Eight months of busting my ass to prove myself worthy of becoming a permanent fixture at the infamous NDN finally paid off. I became an official member of the gang as of Monday morning. So why does it still feel like something is missing?

I feel like I’m in one of hose transitional periods in life when you’re going through huge changes, but they’re happening very slowly. This new job is a huge deal for me and I am beyond words excited to finally be in a position where I can really show the world what I can do, but it’s still a little unnerving to finally have something you’ve worked so hard for. On the end, I’m moving once again. The difference is that this time, for the first time, I’m moving into a place completely on my own. No parents, no siblings and no definitely no boyfriends.

Am I excited about moving out alone? Well yeah, but I’m more excited about the independent new Jenny part much more than the looking for a new place and physically moving part. Those parts-not so fun. Not to mention that this is like the fourth time I’ve moved in the past year and a half. Let’s just say, it’s been an interesting few years.

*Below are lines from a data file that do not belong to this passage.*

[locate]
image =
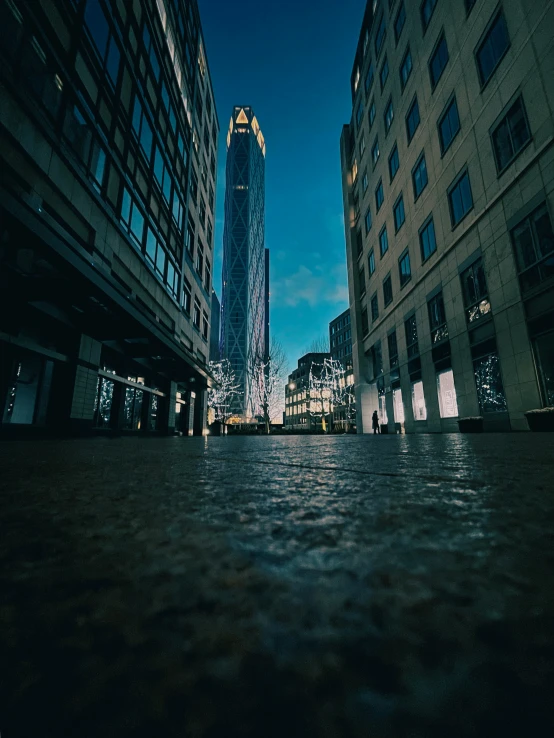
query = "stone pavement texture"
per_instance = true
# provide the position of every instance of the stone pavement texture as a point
(336, 587)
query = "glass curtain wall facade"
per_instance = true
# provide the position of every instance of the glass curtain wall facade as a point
(108, 157)
(244, 321)
(448, 159)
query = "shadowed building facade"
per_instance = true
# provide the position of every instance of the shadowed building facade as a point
(108, 145)
(448, 183)
(245, 298)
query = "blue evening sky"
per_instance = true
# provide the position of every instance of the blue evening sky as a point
(290, 60)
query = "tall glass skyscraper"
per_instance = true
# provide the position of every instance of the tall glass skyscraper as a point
(244, 323)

Describing my like in one word right now – CHANGE. Not like change is a new thing for me, but I’m trying to make the changes in my life more meaningful lately. A very important step in doing that is taking control of MY life. I decided a while ago, September of 2009 to be exact, that I was going to stop putting myself in situations that gave other people the power to drastically change my circumstances. Maybe I had an epiphany, maybe I finally grew up or maybe somebody finally gave me a wake-up call. Call it what you want. All I know is that I went from finally feeling like I belonged to crying on the curb at LAX, in the midst of an emotional breakdown, with no idea how the hell I got there. Right then, that moment changed me forever.

So now, I embark on yet another new chapter in my life. One where I hope to explore, learn and love-every chance I get. And without fear or restrictions. From now on, it’s what I want and when I want. Hmm why do I feel like I’ve said this before? Oh yeah, this was my New Year’s resolution for 2011. Well, it’s better late than never.